Picture courtesy of Meligrosa.

Wednesday, May 6, 2009

Heaven Found

The apparition had led me to a real cool bike shop. At first I didn't know if it was a bike shop or a fashonable clothing store, using old style bikes as props. There were a couple of city bikes in the windows but they were surrounded by a lot of stylish outfits. Upon entering, I saw a few more bikes and much more clothing. Really nice stuff, that looked fit to wear on a bike. Too bad that I wasn't in a clothes shopping mood(That only happens twice a year... if I'm lucky). It wasn't until I went into the room at the back, that I knew I was in a real bike shop. A really cool bike shop! I had found Clever Cycles.

Why is there a bed on the street?

Now to take a "city bike" for a spin. They sized me up and put me on the bike most likely to fit. An Azor Oma. This would be my first time on a Dutchie and it was no disappointment. They are the Cadillac of bikes, or that's what it handled like, anyways. A very comfortable ride that put me in a mood to cruise around... no hurry. But I could pick up some speed, if I wanted to.

I also tried the Bakfiets cargo bike and loved it. Watch out on those quick turns because the front wheel will buckle, if you do. After riding the Bakfiets and getting one of the owners to take some pics of me on it, we got into a good conversation about his shop. He said that they had sold 300 Bakfiets, I think that's what he said. It blew my mind. 3 hundred of the cargo bikes in this city? Maybe he meant all of the city bikes. Still, 300 sounds like a good start to changing bike culture, here.

Need a passenger.

I also found out that you can rent bikes here. A little too late for me. I left the shop really wanting one of these bikes and trying to figure out if I could afford one... and another trip to Portland.

Tuesday, May 5, 2009

Surprise Trip to Bike City

Last weekend, I made an unplanned visit to one of the cities that has a reputation of being a bike mecca. I was actually across the river in Vancouver, Washington and unsure if I was going to be able to make it over to the City of Roses, to get a taste of the bike culture. Happily it worked out that I had some time on a mostly sunny, Sunday afternoon to hit the streets of Portland, Oregon and see for myself if it lived up to the hype as a bicycle haven. For the most part, it did or at least it's definitely headed in that direction.

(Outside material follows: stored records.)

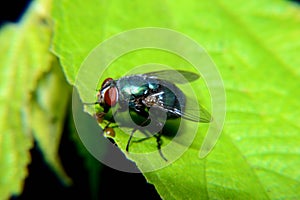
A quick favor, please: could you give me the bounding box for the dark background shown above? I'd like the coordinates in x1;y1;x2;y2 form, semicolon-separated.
0;0;300;200
0;0;160;200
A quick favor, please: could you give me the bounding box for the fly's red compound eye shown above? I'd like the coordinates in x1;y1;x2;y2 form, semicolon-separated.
104;87;118;106
101;78;113;88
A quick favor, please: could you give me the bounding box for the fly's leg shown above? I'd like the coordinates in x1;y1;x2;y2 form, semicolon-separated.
154;131;168;162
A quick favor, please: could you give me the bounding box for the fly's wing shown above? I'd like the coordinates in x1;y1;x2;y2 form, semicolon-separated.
144;70;200;84
163;105;213;123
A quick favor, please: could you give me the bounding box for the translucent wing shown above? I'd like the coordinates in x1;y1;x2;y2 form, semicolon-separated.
144;70;200;84
163;105;212;123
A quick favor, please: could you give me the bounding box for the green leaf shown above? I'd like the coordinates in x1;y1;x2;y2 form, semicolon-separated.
0;1;70;199
53;0;300;199
28;59;71;185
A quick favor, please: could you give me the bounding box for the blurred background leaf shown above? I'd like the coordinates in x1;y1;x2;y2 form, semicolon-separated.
0;1;70;199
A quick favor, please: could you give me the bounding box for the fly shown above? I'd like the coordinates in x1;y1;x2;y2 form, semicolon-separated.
85;70;211;160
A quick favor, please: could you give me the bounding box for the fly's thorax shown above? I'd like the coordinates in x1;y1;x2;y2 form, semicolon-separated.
97;78;119;107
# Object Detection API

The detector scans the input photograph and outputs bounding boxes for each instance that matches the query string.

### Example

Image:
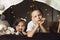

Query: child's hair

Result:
[29,9,43,18]
[13,18,26,27]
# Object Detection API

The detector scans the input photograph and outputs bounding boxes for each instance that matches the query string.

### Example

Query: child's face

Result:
[31,10,42,23]
[16,22,25,32]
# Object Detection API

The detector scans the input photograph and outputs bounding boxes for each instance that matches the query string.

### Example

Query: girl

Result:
[26,9,47,37]
[14,18,26,35]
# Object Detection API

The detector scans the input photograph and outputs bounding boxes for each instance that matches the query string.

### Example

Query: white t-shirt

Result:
[26,21,39,32]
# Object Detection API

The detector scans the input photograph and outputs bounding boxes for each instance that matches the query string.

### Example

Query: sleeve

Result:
[26,23,34,31]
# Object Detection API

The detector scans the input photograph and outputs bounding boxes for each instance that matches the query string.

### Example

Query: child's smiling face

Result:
[31,10,42,22]
[16,22,25,32]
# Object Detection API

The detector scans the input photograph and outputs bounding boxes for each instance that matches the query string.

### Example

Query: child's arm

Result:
[40,18,47,33]
[27,25,39,37]
[57,19,60,33]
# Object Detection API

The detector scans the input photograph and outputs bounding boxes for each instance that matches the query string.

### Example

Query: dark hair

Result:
[13,18,26,27]
[29,9,43,18]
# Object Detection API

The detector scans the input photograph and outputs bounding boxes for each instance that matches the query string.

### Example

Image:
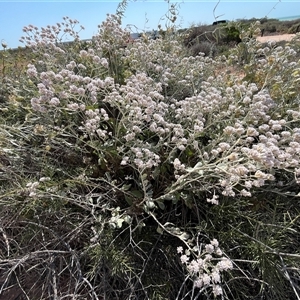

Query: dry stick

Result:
[0,227,10,257]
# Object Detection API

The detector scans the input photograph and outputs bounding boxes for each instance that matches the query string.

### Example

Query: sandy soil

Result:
[257,34,295,43]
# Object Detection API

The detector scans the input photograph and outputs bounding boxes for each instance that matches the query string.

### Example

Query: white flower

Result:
[213,285,223,297]
[177,246,183,253]
[180,254,189,264]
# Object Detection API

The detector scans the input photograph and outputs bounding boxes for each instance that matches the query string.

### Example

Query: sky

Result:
[0,0,300,49]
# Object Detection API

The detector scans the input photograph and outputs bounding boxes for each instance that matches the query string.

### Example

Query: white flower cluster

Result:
[177,239,233,297]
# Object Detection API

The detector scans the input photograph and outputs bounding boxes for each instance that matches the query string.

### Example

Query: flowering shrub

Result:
[0,1,300,299]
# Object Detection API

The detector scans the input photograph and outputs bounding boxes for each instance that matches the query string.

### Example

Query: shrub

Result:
[0,1,300,299]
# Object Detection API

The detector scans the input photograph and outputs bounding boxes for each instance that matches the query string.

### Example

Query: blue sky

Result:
[0,0,300,48]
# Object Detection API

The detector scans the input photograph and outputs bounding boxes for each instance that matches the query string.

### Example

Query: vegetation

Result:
[0,1,300,300]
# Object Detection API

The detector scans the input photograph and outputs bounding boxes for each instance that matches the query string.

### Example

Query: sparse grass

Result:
[0,1,300,300]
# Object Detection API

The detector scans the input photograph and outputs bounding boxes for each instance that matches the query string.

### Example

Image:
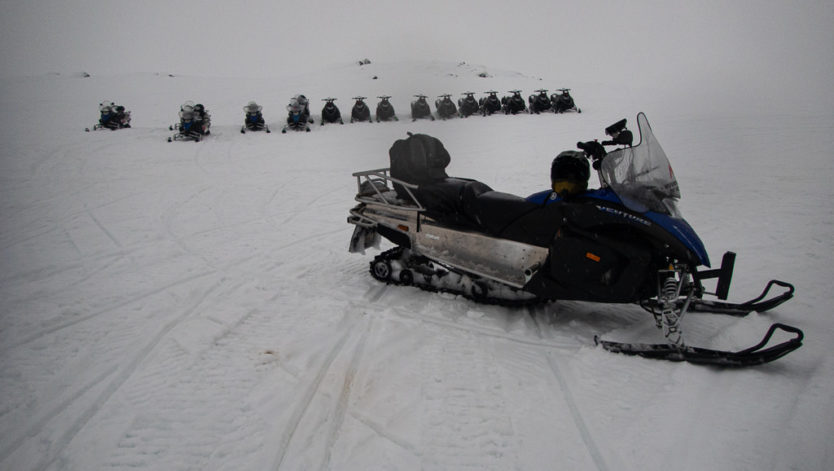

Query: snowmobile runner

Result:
[434,95,458,120]
[84,100,130,132]
[527,89,553,114]
[240,101,270,134]
[168,100,211,142]
[347,113,803,367]
[281,95,313,134]
[480,90,501,116]
[458,92,481,118]
[411,95,434,121]
[321,98,345,126]
[376,95,400,123]
[501,90,527,114]
[550,88,582,113]
[350,96,373,123]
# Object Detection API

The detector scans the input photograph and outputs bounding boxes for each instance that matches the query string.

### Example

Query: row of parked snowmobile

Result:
[85,88,582,142]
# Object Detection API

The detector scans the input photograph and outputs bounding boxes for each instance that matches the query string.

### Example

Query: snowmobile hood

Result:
[600,113,710,267]
[584,189,711,267]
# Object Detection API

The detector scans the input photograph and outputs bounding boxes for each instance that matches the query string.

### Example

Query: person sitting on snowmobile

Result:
[526,150,602,205]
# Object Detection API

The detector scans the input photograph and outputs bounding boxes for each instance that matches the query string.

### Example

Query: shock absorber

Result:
[655,270,689,348]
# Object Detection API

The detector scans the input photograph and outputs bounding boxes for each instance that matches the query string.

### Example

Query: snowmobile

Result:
[501,90,527,114]
[411,95,434,121]
[479,90,501,116]
[527,89,553,114]
[321,98,345,126]
[84,100,130,132]
[168,100,211,142]
[434,95,458,120]
[350,96,373,123]
[458,92,481,118]
[550,88,582,113]
[376,95,400,123]
[281,95,313,134]
[347,113,803,367]
[240,101,270,134]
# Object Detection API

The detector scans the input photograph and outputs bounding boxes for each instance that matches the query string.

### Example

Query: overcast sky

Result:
[0,0,834,110]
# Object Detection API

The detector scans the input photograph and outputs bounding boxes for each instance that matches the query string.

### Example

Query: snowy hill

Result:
[0,58,834,470]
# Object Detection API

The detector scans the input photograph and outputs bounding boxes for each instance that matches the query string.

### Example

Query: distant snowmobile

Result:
[168,100,211,142]
[479,90,501,116]
[527,89,553,114]
[350,96,373,123]
[550,88,582,113]
[411,95,434,121]
[434,95,458,119]
[84,100,130,132]
[281,95,313,134]
[348,113,803,367]
[376,95,400,123]
[501,90,527,114]
[458,92,481,118]
[240,101,270,134]
[321,98,345,126]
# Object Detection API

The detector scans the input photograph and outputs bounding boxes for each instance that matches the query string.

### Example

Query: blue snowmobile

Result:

I headed downtown to Waterfront Bicycles and rented a some kind of cross bike. I only had an hour and half, so I rode quickly across the Hawthorne Bridge and headed into a residential neighborhood. I really only have Mpls. to compare it to, but my sense was there are more bikes cycling around Portland. How many more is obviously a tough guess but it could be twice as much. For a variety of reasons, I did feel safer riding the streets of Portland. The most obvious reason is that there are more lanes on streets and bridges than Mpls. They didn't always make sense but that might be because I was new to it. I also felt more at ease because drivers in Portland seem to be lot mellower than in my hometown. Nobody seemed to be in too much of a rush and cars seemed to be aware of bicycles. Another thing I noticed, is that a higher percentage of bicyclists were obeying the traffic laws. Combined, these three conditions gave me the "subjective" sense that I was safer riding in Portland.

City of Green.

Now, I not saying that Portland doesn't have a long way to go. It's still very much a car town. Cars everywhere. And they could definitely use even more lanes and paths that are separated from autos. As it is, there is a lot of mingling with cars, which can be deadly.

Ghost bike signifies that a cyclist was killed near by.

Then, as I was headed back down Hawthorne Blvd, an apparition appeared. It was an angelic sign for me that I must return to this place, as soon as I returned the rental.

Angel on wheels.

I did return and received a special treat...but that's another story.